Conheci Benja quando ele fez sua estreia majestosa com “Ten Total”. Confesso: fui um pouco “maria vai com as outras” e cheguei ao álbum pelo burburinho da crítica — mas, sinceramente, eles estavam certos. É, sem dúvida, uma das melhores estreias de 2024.
O que mais me chamou atenção é como esse disco dialoga com um período muito específico da minha vida, quando eu ouvia obsessivamente Kanye West, principalmente “Yeezus” (2013) e “My Beautiful Dark Twisted Fantasy” (2010) — duas obras-primas que moldaram uma era (pena que Kanye tenha se perdido em polêmicas absurdas). Benja parece beber dessa fonte, trazendo uma sonoridade que mistura o experimental eletrônico de Kanye no início da década passada com a atmosfera sombria e elegante que The Weeknd consolidou no fim dela. De quebra, ainda há ecos de Gesaffelstein, o que deixa tudo ainda mais intenso e magnético.
Benjamin Lyman, ou melhor, 1010benja, é cantor, compositor e produtor musical norte-americano. Sua trajetória artística começou de fato em 2017, com o lançamento do single “Boofiness”, que recebeu elogios da crítica e o colocou imediatamente como uma das novas promessas da música alternativa.
Oficialmente, a sonoridade de 1010benja é descrita como uma espécie de “soul estranho” (weird soul), uma definição que faz jus à sua capacidade de transitar entre gêneros, mesclando referências de forma experimental, inovadora e profundamente emocional.
Benja passou grande parte da infância e adolescência em igrejas pentecostais e COGIC (Church of God in Christ), onde seus pais atuavam como ministros. Essa vivência moldou não só sua sensibilidade musical, mas também sua visão de mundo. Seu pai — pianista gospel e pastor — foi uma influência determinante, chegando a colaborar em algumas de suas faixas, como “Woodrow” (2020).

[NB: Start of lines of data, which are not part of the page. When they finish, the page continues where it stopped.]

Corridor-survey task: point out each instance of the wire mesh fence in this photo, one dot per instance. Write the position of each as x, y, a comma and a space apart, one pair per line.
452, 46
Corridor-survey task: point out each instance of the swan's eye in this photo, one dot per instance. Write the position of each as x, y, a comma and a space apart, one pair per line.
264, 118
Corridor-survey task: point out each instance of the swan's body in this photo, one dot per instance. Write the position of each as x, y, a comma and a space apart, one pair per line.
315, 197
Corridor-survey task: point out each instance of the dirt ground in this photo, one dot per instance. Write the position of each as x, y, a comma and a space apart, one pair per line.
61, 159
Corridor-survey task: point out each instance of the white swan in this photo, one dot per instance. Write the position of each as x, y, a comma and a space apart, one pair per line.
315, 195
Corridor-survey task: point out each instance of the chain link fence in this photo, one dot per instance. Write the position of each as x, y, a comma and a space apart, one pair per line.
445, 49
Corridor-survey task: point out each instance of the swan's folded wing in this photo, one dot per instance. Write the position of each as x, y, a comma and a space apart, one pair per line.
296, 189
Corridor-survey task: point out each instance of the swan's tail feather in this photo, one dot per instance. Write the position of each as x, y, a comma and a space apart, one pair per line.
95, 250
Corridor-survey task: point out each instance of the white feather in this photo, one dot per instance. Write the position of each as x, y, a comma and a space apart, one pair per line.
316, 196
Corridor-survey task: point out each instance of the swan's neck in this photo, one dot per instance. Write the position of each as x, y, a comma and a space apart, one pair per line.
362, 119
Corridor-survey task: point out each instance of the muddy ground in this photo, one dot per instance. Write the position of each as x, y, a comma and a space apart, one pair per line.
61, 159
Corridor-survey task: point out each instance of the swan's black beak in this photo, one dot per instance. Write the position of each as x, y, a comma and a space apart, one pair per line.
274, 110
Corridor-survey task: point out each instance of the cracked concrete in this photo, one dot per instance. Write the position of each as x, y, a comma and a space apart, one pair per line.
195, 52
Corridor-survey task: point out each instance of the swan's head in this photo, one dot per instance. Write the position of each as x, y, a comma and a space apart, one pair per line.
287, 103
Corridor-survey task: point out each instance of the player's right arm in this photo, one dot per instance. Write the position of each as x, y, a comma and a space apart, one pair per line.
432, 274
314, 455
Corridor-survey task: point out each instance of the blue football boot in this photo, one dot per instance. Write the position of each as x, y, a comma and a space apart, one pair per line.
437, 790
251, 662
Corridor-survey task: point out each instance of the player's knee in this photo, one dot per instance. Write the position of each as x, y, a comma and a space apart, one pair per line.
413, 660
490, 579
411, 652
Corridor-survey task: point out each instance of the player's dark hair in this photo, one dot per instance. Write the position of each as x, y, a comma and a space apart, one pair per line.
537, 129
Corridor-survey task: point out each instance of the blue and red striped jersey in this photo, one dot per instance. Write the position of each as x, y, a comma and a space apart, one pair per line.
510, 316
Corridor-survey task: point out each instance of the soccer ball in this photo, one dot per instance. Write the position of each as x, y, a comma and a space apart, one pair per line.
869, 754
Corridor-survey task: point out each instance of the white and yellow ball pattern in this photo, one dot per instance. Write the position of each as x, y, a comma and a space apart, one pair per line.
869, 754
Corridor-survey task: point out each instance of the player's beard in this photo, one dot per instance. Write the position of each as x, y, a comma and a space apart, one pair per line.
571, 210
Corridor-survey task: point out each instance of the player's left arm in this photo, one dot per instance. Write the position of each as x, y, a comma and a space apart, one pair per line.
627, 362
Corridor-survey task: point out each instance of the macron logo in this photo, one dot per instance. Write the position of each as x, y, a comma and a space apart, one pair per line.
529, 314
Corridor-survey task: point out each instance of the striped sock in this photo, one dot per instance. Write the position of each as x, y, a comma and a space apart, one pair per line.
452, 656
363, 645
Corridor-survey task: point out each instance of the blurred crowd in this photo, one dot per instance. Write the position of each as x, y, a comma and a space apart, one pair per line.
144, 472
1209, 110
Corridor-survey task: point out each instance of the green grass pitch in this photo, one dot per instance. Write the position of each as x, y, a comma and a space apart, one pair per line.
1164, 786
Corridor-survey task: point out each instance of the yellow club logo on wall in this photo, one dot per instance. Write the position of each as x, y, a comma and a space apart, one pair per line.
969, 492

Ele cita nomes como OutKast, cuja mistura de hip-hop e experimentação melódica inspirou sua liberdade criativa; Björk, referência direta em suas construções sonoras atmosféricas e emotivas; Kanye West, cuja abordagem visionária na produção musical se reflete na forma como Benja manipula texturas e ritmos; e John Frusciante, guitarrista do Red Hot Chili Peppers, que traz uma sensibilidade introspectiva e quase espiritual à sua arte. Essas influências se entrelaçam para moldar o estilo inconfundível de 1010benja — um “soul estranho”, híbrido entre R&B, música eletrônica e experimentação, resultando em uma sonoridade densa, sensorial e absolutamente singular.
Mas o universo de referências de Benja vai muito além da música. Ele cita influências que vão do desenvolvedor de jogos Hideo Kojima às leituras de “O Homem Invisível”, de Ralph Ellison, passando por séries de ficção científica como Star Trek. Essa mistura de espiritualidade, tecnologia e imaginação futurista resulta em uma obra que é ao mesmo tempo introspectiva, sensorial e profundamente humana.

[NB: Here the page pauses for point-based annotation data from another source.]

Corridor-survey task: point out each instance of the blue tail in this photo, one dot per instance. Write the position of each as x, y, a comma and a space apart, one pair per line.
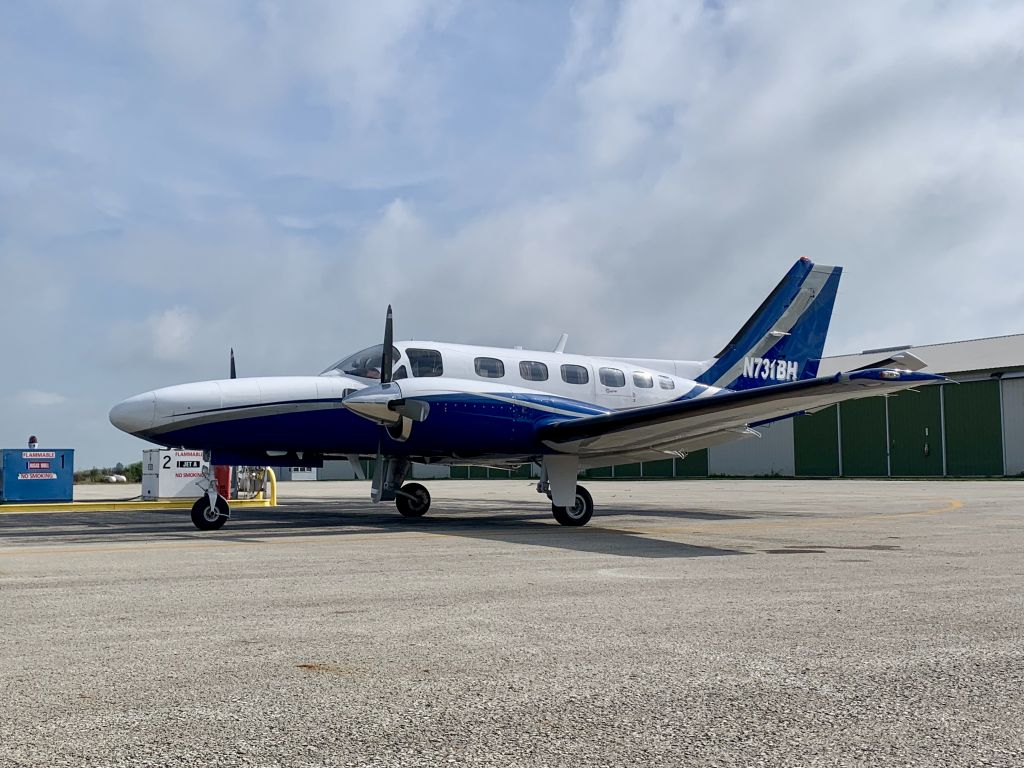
783, 339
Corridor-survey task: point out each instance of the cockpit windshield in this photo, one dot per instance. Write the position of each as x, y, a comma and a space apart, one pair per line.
365, 365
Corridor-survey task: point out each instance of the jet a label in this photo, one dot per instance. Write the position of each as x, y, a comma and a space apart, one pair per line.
761, 368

Dê uma pausa no que você está fazendo e escute o álbum Ten Total, de 1010benja — é uma experiência sonora e emocional difícil de descrever em palavras. Há um equilíbrio impressionante entre sua voz suave e acessível, que poderia facilmente dominar o pop comercial, e a produção eletrônica experimental, que é estranha, inventiva e profundamente envolvente. O álbum é um reflexo perfeito do estilo “maximalista DIY” de Benja — ele faz tudo com as próprias mãos, mas com uma ambição de grandeza.
Em Ten Total, o artista constrói uma jornada pessoal sobre transformar dificuldades em arte. É como se cada faixa fosse um capítulo da história de alguém que, apesar de tudo, insiste em acreditar. A mistura entre otimismo e introspecção é o coração do disco: há momentos de euforia, mas também pausas contemplativas, em que ele se volta para dentro de si. De forma sutil e sensível, Benja fala sobre amor, redenção, gratidão, fé, perda e libertação — não como quem prega, mas como quem viveu tudo isso e sobreviveu para contar. É um álbum que, mais do que ser ouvido, se sente.